No. 7 – Leotar
- Position: Small forward
- League: Bosnia and Herzegovina Championship

Personal information
- Born: August 7, 1987 (age 38) Dubrovnik, SR Croatia, SFR Yugoslavia
- Nationality: Bosnian
- Listed height: 2.00 m (6 ft 7 in)
- Listed weight: 92 kg (203 lb)

Career information
- NBA draft: 2009: undrafted
- Playing career: 2007–present

Career history
- 2007: Bosna
- 2011: Gießen 46ers
- 2012: Polytekhnika-Halychyna
- 2012: Leotar
- 2012–2013: BBC Monthey
- 2013–2014: Steaua CSM EximBank
- 2015–2016: SCM U Craiova
- 2016: Leotar
- 2017: Zrinjski
- 2017–2018: Dynamic VIP PAY
- 2018: UJAP Quimper 29
- 2018–2019: Tigers Tübingen
- 2019–2020: KTE-Duna Aszfalt
- 2020–present: KK Leotar

= Božo Đurasović =

Bosnian basketball player (born 1987)

Božo Đurasović (born August 7, 1987) is a Bosnian professional basketball player for Leotar of the Bosnia and Herzegovina Championship.

== Playing career ==
Đurasović played for the Vogošća, Bosna, Leotar Trebinje and Zrinjski of the Basketball Championship of Bosnia and Herzegovina.

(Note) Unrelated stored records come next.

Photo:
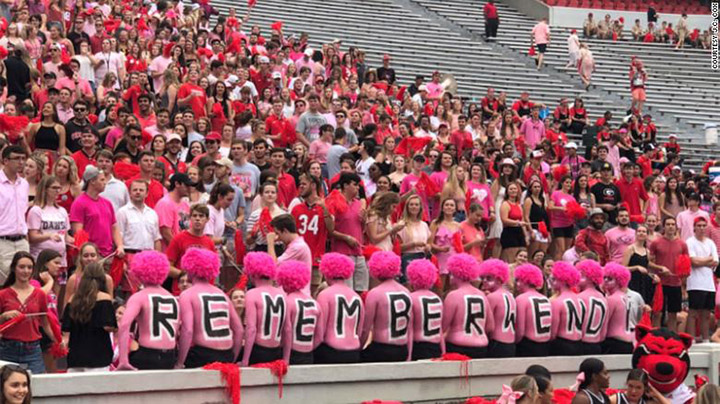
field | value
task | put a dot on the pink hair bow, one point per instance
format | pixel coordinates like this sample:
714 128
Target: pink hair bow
509 396
579 379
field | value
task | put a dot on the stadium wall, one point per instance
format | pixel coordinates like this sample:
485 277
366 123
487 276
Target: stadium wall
409 382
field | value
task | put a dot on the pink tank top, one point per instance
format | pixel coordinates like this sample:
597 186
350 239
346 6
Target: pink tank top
343 313
534 317
567 317
467 317
502 304
388 314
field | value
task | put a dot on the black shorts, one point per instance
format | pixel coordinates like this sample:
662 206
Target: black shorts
301 358
153 359
564 232
591 349
512 237
527 348
701 300
475 352
199 356
324 354
501 350
672 299
612 346
261 354
425 350
565 347
378 352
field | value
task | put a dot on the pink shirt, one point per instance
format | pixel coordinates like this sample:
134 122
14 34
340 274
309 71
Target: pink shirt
560 218
541 33
594 308
388 314
504 309
157 314
467 317
298 250
97 217
534 317
305 325
207 319
427 317
14 202
618 241
265 318
567 318
343 314
618 326
534 132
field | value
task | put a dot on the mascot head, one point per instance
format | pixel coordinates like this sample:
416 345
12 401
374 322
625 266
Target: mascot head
663 354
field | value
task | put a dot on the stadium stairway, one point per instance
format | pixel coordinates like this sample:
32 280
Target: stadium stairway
682 89
422 40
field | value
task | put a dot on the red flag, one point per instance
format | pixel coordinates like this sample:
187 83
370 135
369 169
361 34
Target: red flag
683 266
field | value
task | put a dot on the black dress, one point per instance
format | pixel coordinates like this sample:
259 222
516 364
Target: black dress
90 345
639 282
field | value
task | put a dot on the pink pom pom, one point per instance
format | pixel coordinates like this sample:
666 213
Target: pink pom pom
150 267
566 273
336 266
292 275
463 266
422 274
495 267
384 265
201 263
530 275
259 265
592 270
617 272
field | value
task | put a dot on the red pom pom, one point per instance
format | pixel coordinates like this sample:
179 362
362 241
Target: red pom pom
683 266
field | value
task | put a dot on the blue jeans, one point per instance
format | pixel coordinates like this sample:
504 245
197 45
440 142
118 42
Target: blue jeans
26 354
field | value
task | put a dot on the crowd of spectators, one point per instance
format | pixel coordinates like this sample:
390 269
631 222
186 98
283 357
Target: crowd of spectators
129 128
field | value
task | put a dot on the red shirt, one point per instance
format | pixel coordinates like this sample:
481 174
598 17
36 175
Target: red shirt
280 126
311 226
82 160
286 189
184 241
27 330
155 191
631 193
197 103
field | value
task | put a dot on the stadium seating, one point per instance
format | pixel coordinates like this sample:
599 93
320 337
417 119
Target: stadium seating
420 44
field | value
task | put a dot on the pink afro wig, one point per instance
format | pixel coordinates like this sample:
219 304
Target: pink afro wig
495 267
201 263
292 275
384 265
566 273
618 272
463 266
150 267
530 275
590 269
422 274
259 265
336 266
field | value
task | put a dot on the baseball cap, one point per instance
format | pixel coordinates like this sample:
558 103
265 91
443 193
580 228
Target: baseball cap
224 162
213 136
174 136
91 172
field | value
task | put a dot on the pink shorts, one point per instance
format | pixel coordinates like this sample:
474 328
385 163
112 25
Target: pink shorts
639 94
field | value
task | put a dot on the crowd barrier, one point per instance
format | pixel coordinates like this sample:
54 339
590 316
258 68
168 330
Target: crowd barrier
411 382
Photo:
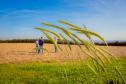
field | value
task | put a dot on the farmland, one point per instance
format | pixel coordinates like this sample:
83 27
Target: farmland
25 53
20 64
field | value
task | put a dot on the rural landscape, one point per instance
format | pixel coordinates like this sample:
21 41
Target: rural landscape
39 44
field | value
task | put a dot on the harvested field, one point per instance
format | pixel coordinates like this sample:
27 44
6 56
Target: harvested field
25 53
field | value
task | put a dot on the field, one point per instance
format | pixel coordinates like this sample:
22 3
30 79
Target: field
20 64
25 53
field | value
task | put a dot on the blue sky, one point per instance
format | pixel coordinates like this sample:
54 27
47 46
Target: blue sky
19 17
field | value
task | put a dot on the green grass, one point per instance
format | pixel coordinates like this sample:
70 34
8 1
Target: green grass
53 73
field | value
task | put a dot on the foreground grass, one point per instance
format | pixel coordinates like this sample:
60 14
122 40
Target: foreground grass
55 73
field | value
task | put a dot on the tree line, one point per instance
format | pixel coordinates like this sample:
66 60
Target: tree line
114 43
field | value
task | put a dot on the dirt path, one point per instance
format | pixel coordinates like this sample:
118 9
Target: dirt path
24 52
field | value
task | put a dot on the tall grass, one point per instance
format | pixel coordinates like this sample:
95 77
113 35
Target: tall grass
99 58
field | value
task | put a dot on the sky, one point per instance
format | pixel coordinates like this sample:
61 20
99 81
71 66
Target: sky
18 18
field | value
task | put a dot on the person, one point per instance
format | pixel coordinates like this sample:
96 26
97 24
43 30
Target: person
37 45
40 45
55 46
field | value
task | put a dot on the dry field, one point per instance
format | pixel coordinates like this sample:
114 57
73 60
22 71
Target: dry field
25 53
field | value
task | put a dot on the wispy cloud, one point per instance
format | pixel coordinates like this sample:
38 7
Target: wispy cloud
105 16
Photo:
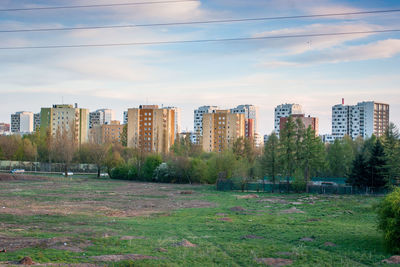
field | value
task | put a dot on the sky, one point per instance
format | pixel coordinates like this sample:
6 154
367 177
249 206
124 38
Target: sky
316 72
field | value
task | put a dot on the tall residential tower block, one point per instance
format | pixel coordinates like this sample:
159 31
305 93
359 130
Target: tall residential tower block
65 117
151 129
221 129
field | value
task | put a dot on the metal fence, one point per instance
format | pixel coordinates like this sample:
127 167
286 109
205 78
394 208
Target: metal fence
6 165
283 187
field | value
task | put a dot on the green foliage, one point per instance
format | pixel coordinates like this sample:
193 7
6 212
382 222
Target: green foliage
389 220
150 164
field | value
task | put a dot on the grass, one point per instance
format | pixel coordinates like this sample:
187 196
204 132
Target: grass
347 221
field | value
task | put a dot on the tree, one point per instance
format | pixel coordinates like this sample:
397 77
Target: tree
64 146
376 166
288 149
358 175
270 161
124 136
391 144
312 154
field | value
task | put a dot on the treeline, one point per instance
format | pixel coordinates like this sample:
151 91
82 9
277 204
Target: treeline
294 157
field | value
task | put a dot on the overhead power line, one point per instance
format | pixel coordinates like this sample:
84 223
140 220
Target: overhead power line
200 40
200 22
95 5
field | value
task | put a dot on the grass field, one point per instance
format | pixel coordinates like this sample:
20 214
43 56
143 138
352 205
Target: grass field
91 222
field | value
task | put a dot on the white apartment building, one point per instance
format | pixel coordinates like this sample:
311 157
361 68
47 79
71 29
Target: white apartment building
36 121
100 117
250 113
283 111
363 119
125 120
177 119
22 122
198 120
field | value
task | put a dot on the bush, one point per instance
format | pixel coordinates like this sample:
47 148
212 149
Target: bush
389 220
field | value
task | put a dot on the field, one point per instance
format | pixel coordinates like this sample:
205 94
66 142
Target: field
101 222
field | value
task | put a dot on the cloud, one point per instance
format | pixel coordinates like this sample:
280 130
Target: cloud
303 44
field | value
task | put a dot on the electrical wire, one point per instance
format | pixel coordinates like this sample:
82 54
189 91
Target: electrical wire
201 22
200 41
95 5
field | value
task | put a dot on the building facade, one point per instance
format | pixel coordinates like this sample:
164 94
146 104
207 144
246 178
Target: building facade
66 118
251 118
106 133
177 119
4 128
364 119
101 116
36 122
151 129
283 111
22 122
221 129
198 121
308 121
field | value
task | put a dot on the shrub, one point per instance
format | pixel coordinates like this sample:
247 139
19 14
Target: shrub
389 220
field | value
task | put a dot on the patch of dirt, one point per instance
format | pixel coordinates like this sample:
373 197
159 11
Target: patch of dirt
284 253
252 237
161 249
124 257
60 243
313 220
392 260
292 210
225 219
26 261
274 200
128 237
186 192
274 262
237 208
251 196
184 243
329 244
307 239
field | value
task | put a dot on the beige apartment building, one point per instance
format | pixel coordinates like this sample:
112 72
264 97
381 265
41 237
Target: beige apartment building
151 129
66 117
106 133
221 129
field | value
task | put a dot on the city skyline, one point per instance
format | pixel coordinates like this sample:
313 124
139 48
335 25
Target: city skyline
316 72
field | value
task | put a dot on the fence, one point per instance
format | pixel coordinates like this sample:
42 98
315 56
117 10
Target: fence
282 187
6 165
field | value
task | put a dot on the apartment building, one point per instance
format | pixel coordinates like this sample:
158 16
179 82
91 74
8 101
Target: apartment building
283 111
107 133
251 118
36 122
221 129
22 122
198 121
177 119
308 121
66 117
151 129
4 128
363 119
101 116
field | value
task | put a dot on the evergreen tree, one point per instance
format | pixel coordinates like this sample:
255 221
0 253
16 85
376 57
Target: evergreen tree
376 166
358 176
288 149
270 160
391 146
312 154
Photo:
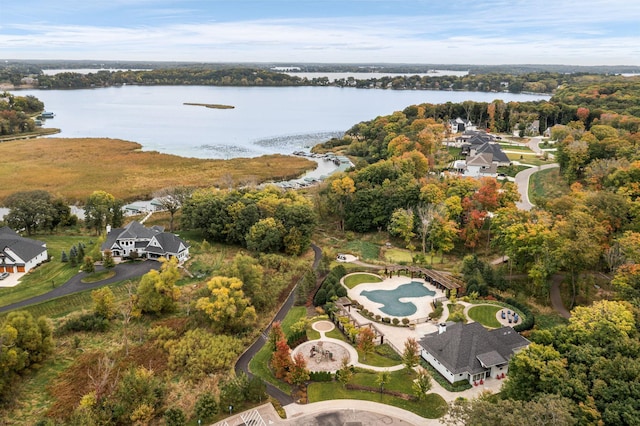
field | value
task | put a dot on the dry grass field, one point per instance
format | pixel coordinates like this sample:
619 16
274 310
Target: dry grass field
74 168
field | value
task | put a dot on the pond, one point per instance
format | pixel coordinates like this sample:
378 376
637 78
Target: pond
390 299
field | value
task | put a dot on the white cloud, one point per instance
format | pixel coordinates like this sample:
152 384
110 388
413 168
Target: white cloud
569 31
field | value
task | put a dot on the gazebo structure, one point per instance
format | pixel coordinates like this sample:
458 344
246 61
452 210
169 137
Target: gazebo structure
440 280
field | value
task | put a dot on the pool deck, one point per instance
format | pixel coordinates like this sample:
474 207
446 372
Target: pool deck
423 303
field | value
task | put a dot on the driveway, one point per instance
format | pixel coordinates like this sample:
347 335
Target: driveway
124 271
522 180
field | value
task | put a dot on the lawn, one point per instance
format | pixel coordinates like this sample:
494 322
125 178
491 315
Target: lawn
353 280
397 255
485 315
366 250
433 407
382 356
53 273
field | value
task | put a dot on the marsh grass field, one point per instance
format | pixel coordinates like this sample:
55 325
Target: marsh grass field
74 168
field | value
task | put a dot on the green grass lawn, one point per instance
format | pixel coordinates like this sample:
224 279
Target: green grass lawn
353 280
365 249
485 315
433 407
98 276
382 356
41 279
397 255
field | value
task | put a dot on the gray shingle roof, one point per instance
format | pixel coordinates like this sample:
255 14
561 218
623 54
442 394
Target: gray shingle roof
461 345
26 248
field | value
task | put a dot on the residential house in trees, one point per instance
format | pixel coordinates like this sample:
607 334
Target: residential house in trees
482 155
470 351
459 125
150 243
19 254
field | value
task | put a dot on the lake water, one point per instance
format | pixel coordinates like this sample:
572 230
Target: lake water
265 120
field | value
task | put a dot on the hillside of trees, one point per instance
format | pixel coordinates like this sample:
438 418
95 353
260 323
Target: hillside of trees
190 330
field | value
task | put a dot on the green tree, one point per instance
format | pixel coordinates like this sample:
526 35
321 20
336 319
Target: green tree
101 209
536 370
227 306
422 384
171 199
174 417
410 354
199 353
402 224
157 291
298 372
206 406
366 343
382 379
88 265
345 373
30 210
24 343
266 236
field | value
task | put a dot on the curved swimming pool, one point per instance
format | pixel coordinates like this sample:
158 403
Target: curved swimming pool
390 299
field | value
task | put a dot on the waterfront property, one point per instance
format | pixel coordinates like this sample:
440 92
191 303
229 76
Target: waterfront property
470 351
18 254
151 243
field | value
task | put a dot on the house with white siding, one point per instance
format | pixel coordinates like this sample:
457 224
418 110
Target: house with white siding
471 352
19 254
150 243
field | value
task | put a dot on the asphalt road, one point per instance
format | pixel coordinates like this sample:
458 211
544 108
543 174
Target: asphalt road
124 271
247 356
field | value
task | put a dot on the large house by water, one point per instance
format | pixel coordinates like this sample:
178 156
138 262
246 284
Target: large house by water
470 351
18 254
151 243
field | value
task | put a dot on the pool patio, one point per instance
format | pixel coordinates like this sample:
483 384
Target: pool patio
422 303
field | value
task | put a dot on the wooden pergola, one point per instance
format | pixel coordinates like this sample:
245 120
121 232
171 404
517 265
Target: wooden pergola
441 280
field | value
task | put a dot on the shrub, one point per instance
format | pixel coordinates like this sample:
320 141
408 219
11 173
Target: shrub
320 376
297 338
174 417
87 322
206 406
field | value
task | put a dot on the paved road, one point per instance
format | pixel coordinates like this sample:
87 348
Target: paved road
522 180
243 362
124 271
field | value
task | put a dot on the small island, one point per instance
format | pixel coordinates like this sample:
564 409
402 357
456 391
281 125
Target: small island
216 106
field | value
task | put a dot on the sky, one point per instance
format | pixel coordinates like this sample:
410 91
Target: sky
568 32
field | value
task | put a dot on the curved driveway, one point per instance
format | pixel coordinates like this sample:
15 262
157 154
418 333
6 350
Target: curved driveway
124 271
243 362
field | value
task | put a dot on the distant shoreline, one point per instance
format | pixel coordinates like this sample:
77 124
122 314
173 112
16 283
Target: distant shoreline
214 106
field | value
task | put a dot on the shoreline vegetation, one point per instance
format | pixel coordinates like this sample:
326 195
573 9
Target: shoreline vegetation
213 106
75 167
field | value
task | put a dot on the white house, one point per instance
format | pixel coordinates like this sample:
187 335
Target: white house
18 254
470 351
152 243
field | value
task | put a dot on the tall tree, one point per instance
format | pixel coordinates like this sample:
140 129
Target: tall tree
30 210
227 306
365 341
171 199
102 209
157 291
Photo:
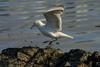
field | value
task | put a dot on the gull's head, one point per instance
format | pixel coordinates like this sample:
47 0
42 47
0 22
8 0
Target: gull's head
37 23
58 9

Also, he played abroad for Gießen 46ers (Germany), Polytekhnika-Halychyna (Ukraine), BBC Monthey (Switzerland) in Romania for Steaua CSM EximBank București and SCM U Craiova.

On September 21, 2017, Đurasović signed a contract for the Dynamic VIP PAY of the Basketball League of Serbia and the ABA League Second Division.

== Personal life ==
He is a younger brother of Nikola Đurasović who is also a basketball player.